Pro SAF Analytics Tab
The Pro SAF Analytics tab (Professional Standard Analytical File) displays statistics about the code selected in relation to its use in the professional setting. The SAF file contains detailed claims information about health care services rendered to Medicare beneficiaries. Each file contains one year of claims information and the SAF is released bi-yearly. The data is separated into two sections. Expand the sections by clicking on the plus icon.
- Diagnosis Medicare Outpatient: contains statistics about the ICD-10-Dx codes most frequently billed with the CPT/HCPCS code being reviewed.
- CPT/HCPCS Medicare Professional: contains statistics about other CPT/HCPCS codes that are most frequently billed with the CPT/HCPCS code being reviewed.
Tip: The percentage totals may not add up to 100%, because code pairings less than 2% are not displayed.
Revision History Tab
The code Revision History is listed from newest to oldest in a stacked view.
Rev Codes Tab
The Rev Codes tab includes two lists of revenue codes that might be appropriate for the CPT/HCPCS code being reviewed.
- Best Practices: Provides a list of the revenue codes that Vitalware has determined are most suitable for the code selected. In most standard-use cases, the appropriate revenue code will be listed here. There are some unusual cases in which facilities may find that their specific use calls for a revenue code that is not listed here.
- Rev Code Medicare Outpatient: Provides the following:
- RevCode Billed Count represents the number of times the revenue code was billed with the CPT/HCPCScode based on the SAF data.
- Total CPT/HCPCS Billed Count represents the total number of times the CPT/HCPCS code being reviewed was billed.
- Percent Rev Code Billed is the percent of times that the revenue code was billed with the CPT/HCPCS being reviewed. The percentage totals may not all add to 100% as code pairings less than 2% are not displayed.

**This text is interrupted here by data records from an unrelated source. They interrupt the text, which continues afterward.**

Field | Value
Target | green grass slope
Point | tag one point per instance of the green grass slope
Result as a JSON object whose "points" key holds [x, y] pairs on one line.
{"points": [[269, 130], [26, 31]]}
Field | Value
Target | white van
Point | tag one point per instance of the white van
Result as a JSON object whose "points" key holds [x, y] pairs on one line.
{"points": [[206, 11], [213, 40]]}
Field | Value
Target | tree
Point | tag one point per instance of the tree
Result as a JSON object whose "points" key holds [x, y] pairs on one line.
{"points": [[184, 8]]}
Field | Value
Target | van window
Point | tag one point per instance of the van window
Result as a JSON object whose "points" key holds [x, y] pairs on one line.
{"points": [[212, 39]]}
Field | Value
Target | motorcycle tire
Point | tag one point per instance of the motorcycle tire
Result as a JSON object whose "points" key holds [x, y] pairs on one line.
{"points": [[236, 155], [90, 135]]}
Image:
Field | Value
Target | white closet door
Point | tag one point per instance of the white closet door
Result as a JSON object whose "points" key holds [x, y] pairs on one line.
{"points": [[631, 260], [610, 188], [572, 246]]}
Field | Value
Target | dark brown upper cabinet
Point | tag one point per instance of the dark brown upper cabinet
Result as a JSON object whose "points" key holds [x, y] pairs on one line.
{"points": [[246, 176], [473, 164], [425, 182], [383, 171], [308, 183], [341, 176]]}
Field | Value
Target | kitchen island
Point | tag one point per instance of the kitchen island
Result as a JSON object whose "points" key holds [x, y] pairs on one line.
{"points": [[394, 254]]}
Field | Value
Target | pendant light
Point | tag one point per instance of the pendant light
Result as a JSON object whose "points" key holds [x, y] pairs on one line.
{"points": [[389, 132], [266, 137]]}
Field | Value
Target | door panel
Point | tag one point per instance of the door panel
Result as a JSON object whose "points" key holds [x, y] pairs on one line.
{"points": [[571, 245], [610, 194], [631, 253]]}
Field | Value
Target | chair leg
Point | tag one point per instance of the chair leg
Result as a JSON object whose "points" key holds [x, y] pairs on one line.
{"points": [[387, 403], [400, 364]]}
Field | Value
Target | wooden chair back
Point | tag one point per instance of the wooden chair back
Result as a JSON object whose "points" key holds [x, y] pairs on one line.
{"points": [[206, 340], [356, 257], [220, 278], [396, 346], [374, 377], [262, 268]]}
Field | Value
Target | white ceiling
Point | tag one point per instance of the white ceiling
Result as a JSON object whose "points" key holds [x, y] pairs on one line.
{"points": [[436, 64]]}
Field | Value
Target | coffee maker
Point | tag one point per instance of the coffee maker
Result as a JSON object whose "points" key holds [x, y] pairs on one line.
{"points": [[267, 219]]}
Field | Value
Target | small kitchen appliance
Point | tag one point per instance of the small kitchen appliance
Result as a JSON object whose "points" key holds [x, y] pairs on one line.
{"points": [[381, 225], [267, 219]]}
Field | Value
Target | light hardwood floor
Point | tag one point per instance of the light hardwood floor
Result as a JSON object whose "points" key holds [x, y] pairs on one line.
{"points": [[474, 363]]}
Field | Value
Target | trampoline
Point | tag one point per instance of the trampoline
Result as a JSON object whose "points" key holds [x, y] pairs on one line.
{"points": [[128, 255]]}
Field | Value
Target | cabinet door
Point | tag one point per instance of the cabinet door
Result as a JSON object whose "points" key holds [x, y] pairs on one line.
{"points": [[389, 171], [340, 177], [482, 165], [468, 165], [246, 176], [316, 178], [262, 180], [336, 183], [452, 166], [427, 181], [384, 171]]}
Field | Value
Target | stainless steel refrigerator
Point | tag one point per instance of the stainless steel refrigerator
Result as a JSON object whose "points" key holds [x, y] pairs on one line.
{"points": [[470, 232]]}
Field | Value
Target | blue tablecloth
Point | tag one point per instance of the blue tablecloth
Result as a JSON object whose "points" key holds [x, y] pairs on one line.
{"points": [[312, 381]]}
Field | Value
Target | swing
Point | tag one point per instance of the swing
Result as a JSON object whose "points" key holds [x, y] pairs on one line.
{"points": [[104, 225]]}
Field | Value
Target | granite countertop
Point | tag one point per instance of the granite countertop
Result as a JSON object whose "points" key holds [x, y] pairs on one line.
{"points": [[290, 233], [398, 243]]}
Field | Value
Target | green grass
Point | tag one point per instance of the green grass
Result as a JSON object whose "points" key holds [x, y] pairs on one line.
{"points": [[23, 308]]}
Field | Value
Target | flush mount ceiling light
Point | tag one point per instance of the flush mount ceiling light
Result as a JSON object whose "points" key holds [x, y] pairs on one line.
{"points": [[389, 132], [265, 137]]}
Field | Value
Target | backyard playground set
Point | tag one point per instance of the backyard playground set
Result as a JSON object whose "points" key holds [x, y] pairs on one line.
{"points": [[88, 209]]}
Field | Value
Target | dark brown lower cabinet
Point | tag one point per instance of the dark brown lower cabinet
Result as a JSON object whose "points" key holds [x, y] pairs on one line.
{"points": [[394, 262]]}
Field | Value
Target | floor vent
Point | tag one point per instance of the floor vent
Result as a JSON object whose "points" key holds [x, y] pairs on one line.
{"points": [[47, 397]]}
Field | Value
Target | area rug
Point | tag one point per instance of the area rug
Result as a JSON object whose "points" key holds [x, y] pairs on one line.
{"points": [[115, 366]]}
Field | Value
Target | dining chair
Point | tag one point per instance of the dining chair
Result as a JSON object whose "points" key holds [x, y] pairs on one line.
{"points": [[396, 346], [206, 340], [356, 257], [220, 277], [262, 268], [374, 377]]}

Both of the revenue code lists can be expanded by clicking the plus icon.
RS & I Relationship Tab
The RS&I Relationship tab (Radiological Supervision and Interpretation Relationship) contains related RS&I codes when the code selected is a procedure which typically utilizes separately reportable radiological guidance or requires a separately reportable radiological supervision and interpretation code for complete reporting.
Transmittals Tab
The Transmittals tab contains all transmittals that are related to the code selected.